Comment les PME peuvent aborder la double conformité de manière pragmatique
La bonne nouvelle pour les PME, c'est que les obligations de l'EU AI Act sont proportionnées au niveau de risque du système d'IA utilisé. Si votre entreprise utilise uniquement des outils d'IA à risque minimal (filtres anti-spam, outils de recommandation de contenu non sensible, etc.), les obligations sont très légères. Les contraintes les plus lourdes concernent les systèmes classifiés à haut risque, listés à l'Annexe III du règlement.
Pour aborder la double conformité de façon structurée, voici une approche en trois étapes :
1. Cartographier vos systèmes d'IA : Identifiez tous les outils d'IA que vous utilisez ou fournissez — y compris les solutions SaaS intégrant de l'IA. Pour chacun, déterminez s'il traite des données personnelles (RGPD) et à quel niveau de risque il appartient selon l'EU AI Act.
2. Mutualiser vos efforts de documentation : Là où les deux textes exigent une analyse de risques ou une documentation, créez des documents unifiés qui répondent simultanément aux deux cadres.
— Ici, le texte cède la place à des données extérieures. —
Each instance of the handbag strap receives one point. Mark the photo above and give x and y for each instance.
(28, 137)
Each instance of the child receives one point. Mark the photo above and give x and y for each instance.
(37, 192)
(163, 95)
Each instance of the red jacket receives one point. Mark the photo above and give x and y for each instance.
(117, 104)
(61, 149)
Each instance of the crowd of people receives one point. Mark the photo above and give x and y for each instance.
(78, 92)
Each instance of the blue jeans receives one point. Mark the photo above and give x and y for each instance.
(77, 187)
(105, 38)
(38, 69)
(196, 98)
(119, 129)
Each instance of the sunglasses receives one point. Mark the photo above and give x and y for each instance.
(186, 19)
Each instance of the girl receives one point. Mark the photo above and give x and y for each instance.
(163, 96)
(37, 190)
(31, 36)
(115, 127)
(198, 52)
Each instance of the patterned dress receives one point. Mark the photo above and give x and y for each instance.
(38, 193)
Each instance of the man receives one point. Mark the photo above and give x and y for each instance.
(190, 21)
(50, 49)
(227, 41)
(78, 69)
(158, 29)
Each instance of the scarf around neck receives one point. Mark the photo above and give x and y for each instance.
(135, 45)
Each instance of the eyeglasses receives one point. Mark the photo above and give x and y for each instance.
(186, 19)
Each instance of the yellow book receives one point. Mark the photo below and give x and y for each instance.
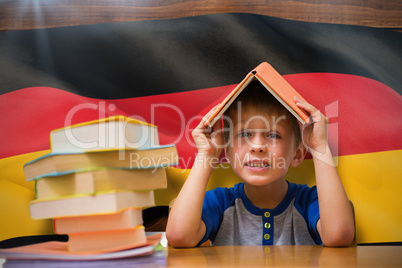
(86, 204)
(107, 240)
(54, 164)
(108, 133)
(100, 180)
(124, 219)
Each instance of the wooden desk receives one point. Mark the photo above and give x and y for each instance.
(286, 256)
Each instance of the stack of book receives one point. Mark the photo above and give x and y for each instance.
(97, 179)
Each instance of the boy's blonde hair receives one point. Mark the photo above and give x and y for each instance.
(258, 97)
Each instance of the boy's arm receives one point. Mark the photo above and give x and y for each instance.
(336, 223)
(185, 227)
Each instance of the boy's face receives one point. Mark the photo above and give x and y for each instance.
(262, 146)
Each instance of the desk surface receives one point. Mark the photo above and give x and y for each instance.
(286, 256)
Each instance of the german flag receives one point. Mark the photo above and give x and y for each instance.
(171, 72)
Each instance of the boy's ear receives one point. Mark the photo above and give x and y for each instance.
(300, 153)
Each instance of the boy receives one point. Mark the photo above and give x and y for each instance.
(263, 140)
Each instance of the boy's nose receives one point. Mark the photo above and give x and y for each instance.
(258, 148)
(258, 144)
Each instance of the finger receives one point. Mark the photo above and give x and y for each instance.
(305, 105)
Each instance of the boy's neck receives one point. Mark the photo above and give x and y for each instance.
(267, 196)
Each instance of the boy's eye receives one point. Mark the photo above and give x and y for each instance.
(244, 134)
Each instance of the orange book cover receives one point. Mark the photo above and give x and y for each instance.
(113, 240)
(274, 83)
(124, 219)
(55, 250)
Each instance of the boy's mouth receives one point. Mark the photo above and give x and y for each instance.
(257, 164)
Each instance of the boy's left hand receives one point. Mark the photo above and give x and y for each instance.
(315, 135)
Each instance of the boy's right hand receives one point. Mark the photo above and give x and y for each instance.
(209, 141)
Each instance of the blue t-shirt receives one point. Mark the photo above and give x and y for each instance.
(231, 219)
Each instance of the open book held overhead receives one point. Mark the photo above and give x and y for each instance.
(274, 83)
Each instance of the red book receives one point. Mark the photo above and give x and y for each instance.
(274, 83)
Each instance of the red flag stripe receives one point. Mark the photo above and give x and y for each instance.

Votre DPO ou responsable conformité peut jouer un rôle central dans cette coordination.
3. Prioriser selon les échéances : Les premières dispositions de l'EU AI Act applicables aux systèmes à haut risque entrent pleinement en vigueur à partir du 2 août 2026. Vous avez encore le temps de vous organiser, mais le diagnostic initial doit être réalisé sans tarder pour identifier vos priorités.
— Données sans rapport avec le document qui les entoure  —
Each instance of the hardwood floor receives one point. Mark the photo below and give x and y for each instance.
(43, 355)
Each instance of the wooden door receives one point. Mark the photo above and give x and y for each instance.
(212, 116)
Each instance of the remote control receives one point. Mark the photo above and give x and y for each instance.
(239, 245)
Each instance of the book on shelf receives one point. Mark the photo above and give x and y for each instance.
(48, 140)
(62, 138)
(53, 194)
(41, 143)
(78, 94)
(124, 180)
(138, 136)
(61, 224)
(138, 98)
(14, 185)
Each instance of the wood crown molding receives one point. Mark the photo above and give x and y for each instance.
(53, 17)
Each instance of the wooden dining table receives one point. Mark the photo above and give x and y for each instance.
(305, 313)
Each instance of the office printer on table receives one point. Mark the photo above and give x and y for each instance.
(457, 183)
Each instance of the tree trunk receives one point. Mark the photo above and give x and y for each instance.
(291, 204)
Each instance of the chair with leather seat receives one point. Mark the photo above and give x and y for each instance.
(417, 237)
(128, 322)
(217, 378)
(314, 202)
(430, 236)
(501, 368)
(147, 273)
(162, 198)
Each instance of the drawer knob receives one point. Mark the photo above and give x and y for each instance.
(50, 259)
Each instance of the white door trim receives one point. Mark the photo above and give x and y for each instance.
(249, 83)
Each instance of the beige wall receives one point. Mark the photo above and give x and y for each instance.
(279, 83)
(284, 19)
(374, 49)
Ce que risquent les PME en cas de non-conformité
Les sanctions prévues par l'EU AI Act sont significatives. Pour les violations les plus graves (utilisation de systèmes interdits), les amendes peuvent atteindre 35 millions d'euros ou 7 % du chiffre d'affaires annuel mondial. Pour les manquements aux obligations applicables aux systèmes à haut risque, les sanctions peuvent aller jusqu'à 15 millions d'euros ou 3 % du chiffre d'affaires. Le règlement précise explicitement que ces montants sont modulés à la baisse pour les PME, mais le risque réputationnel et opérationnel demeure réel. Combiné aux sanctions potentielles du RGPD (jusqu'à 20 millions d'euros ou 4 % du chiffre d'affaires pour les violations les plus graves), l'enjeu financier justifie pleinement un investissement préventif en conformité.
Conclusion : une double conformité accessible avec la bonne méthode
EU AI Act et RGPD ne sont pas des doublons réglementaires — ce sont deux boucliers complémentaires que l'Union européenne déploie pour protéger les citoyens à l'ère numérique. Pour les PME, la clé réside dans une approche coordonnée : cartographier ses systèmes d'IA, mutualiser la documentation et prioriser les actions selon le niveau de risque réel. La conformité n'est pas réservée aux grandes entreprises disposant d'équipes juridiques dédiées. Avec les bons outils et le bon accompagnement, elle est à la portée de toute organisation.